Nous pourrions encore ajouter d’autres raisons, mais cela nous obligerait à revenir sur ce qui a été dit précédemment en faveur de l’interprétation mariolo­gique, et nous ne voulons pas lasser le lecteur qui aurait eu la patience de nous suivre jusqu’ici.

 

En résumé

 

L’exégèse du chapitre 12 de l’Apocalypse, et plus particulièrement l’identifi­cation de la femme qui y est mise en scène, peut être ramenée, en fin de compte, à deux grandes interprétations catholiques, qu’on ne doit pas considérer comme contradictoires, mais complémentaires : l’une y découvre Marie, la mère du Mes­sie, l’autre l’Église, la mère du « Christ total ». Ces deux exégèses peuvent se pré­valoir l’une comme l’autre de solides arguments scripturaires, et de l’autorité de plusieurs Pères et de Docteurs de l’Église, suivis par de graves commentateurs de la sainte Écriture.

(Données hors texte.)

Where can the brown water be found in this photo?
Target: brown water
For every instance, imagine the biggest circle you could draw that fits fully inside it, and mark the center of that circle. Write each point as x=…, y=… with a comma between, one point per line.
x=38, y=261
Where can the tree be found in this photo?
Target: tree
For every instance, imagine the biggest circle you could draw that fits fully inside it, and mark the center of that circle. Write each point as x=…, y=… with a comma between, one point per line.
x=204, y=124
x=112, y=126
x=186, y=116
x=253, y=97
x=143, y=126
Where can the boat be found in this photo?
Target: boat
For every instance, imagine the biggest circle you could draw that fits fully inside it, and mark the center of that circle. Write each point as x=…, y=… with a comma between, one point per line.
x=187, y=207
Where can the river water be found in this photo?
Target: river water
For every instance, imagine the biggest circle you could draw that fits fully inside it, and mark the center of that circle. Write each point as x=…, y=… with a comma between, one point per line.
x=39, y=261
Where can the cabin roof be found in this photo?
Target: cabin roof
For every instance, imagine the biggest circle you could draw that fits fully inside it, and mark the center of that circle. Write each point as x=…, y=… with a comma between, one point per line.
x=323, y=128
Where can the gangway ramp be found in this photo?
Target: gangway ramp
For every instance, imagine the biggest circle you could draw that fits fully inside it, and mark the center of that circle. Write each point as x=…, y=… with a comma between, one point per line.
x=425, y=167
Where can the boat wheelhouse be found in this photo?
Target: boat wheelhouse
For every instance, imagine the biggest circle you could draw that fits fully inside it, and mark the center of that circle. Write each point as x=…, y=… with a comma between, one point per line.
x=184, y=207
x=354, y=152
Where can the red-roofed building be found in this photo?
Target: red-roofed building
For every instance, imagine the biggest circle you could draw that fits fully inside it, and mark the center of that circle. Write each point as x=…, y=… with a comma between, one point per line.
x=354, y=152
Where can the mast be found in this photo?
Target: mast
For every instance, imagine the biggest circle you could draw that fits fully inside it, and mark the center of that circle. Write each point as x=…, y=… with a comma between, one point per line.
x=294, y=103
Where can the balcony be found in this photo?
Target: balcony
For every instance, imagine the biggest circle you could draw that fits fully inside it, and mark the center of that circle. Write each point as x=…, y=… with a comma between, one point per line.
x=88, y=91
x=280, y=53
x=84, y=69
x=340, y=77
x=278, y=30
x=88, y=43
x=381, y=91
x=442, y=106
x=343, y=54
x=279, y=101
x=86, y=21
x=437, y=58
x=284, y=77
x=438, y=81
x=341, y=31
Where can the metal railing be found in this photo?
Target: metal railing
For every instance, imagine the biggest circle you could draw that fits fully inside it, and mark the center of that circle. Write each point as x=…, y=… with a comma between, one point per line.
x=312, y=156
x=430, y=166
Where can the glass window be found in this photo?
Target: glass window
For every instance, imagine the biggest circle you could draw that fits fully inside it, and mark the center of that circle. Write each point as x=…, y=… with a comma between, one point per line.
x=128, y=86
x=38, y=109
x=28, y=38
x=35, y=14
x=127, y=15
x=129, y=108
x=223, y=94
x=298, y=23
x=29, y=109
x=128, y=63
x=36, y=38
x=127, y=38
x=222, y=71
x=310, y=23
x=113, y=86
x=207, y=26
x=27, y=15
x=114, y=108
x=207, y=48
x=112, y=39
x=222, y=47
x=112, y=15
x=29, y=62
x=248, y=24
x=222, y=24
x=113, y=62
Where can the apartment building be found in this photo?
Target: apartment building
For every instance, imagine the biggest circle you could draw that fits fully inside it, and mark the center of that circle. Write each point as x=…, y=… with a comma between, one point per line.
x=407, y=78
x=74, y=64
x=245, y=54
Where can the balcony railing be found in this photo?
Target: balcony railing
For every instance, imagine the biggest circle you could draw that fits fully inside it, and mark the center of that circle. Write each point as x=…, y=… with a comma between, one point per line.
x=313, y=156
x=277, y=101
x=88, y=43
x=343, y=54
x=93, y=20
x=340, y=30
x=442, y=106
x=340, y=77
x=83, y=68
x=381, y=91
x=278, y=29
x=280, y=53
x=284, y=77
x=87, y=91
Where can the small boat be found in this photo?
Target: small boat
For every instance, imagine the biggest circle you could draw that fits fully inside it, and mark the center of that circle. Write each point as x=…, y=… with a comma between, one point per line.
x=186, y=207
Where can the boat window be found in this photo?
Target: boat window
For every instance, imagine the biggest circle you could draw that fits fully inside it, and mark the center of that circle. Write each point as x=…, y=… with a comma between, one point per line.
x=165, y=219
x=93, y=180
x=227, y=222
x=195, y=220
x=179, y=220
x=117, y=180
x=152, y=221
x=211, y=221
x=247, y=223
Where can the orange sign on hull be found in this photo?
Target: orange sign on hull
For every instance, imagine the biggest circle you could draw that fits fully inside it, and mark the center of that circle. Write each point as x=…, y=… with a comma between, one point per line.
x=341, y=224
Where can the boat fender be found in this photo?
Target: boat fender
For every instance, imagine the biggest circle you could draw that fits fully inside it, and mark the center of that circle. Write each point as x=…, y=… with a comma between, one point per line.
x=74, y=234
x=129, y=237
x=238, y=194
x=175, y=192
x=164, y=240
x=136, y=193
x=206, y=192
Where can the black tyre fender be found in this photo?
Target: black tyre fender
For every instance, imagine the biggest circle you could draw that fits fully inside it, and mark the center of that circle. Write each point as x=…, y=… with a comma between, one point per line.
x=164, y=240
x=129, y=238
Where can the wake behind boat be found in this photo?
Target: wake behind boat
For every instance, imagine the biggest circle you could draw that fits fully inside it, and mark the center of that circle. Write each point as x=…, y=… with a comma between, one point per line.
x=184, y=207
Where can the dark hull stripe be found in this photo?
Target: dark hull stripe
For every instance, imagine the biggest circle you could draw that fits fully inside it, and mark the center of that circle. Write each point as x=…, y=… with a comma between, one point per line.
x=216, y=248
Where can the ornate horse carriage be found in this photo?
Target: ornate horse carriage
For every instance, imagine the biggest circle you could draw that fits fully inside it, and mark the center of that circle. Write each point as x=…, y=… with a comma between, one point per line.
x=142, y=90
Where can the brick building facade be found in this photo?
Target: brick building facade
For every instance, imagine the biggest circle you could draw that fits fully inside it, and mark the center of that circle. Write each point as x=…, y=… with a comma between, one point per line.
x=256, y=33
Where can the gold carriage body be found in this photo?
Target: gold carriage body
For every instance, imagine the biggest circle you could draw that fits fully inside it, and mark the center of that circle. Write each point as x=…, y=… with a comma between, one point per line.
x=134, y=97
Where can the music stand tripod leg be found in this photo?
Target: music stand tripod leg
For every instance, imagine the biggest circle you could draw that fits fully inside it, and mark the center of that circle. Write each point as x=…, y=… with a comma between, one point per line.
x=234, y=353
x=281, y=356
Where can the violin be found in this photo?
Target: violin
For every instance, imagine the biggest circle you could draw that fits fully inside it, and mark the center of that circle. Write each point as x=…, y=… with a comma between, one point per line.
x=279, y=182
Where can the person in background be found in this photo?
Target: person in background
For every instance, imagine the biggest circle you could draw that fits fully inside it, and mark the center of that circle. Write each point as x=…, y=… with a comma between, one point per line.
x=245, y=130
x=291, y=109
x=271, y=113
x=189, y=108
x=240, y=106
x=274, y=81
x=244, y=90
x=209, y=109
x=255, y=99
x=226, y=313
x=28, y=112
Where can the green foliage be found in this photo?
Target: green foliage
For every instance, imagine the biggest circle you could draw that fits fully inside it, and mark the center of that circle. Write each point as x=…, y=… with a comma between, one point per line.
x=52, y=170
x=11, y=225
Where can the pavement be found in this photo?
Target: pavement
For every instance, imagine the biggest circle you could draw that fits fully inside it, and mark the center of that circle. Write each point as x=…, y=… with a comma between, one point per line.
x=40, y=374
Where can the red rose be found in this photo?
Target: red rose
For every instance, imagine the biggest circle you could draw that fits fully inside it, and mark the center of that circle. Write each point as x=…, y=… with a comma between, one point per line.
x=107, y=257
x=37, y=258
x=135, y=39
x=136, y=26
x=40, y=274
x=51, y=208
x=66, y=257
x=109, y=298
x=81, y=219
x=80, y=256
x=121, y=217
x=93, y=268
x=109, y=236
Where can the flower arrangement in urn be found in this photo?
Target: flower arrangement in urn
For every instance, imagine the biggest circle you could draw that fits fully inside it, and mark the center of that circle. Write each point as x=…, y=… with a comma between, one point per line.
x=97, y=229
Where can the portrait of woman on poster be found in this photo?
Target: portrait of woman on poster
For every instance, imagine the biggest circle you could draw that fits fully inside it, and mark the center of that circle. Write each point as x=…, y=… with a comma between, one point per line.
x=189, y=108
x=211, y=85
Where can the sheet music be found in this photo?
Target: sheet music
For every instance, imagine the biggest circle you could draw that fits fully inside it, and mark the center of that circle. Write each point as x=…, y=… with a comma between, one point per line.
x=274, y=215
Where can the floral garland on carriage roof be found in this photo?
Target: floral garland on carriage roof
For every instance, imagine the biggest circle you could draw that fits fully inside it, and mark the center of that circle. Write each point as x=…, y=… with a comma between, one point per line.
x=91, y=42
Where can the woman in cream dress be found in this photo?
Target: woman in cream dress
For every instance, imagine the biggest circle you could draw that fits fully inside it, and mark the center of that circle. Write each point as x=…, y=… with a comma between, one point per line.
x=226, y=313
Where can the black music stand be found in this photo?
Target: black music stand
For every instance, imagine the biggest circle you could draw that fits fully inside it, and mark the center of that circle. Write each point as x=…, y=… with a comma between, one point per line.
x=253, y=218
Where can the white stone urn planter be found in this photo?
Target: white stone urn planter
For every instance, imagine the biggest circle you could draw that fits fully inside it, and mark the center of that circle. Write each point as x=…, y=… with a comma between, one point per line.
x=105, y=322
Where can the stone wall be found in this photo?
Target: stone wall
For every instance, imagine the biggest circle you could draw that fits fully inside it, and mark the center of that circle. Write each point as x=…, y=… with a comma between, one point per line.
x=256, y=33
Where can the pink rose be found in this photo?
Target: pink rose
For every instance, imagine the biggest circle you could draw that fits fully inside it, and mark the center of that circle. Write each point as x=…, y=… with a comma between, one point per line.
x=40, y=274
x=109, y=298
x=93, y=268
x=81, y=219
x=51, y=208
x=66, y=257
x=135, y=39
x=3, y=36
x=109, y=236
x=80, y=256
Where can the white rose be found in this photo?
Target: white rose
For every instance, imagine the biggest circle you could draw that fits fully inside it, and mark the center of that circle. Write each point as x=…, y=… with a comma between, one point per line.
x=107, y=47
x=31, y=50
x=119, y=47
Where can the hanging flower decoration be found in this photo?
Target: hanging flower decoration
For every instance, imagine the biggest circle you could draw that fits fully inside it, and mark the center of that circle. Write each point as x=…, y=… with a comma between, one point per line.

A l’invitation de saint Jean lui-même (Ap 17, 9), il nous faut donc avoir ici l’intelligence (intus legere : lire en profondeur) de la multiple virtualité que peut revêtir une figure de l’Apocalypse, et reconnaître que l’Esprit-Saint nous montre ici et Marie et l’Église, d’une manière mystérieuse, certes, mais certaine et voulue. Cette superposition de vues n’est pas accidentelle, ni insignifiante : elle s’inscrit dans un chapitre « charnière » de l’Apocalypse, qui marque précisément le passage de l’ancienne à la nouvelle Alliance, et la mère du Messie, qui fait le trait d’union entre les deux, y joue un rôle de premier plan.

 

Et en conclusion

 

L’Apocalypse est donc le dernier Livre saint qui évoque la très sainte Vierge, en nous la présentant au chapitre 12 dans un mystère à la fois joyeux (naissance de son fils), douloureux (souffrances intimes) et glorieux (couronnement dans le ciel). Et la femme couronnée paraît à point à la fin de la Révélation divine, pour proclamer ainsi la royauté de Marie.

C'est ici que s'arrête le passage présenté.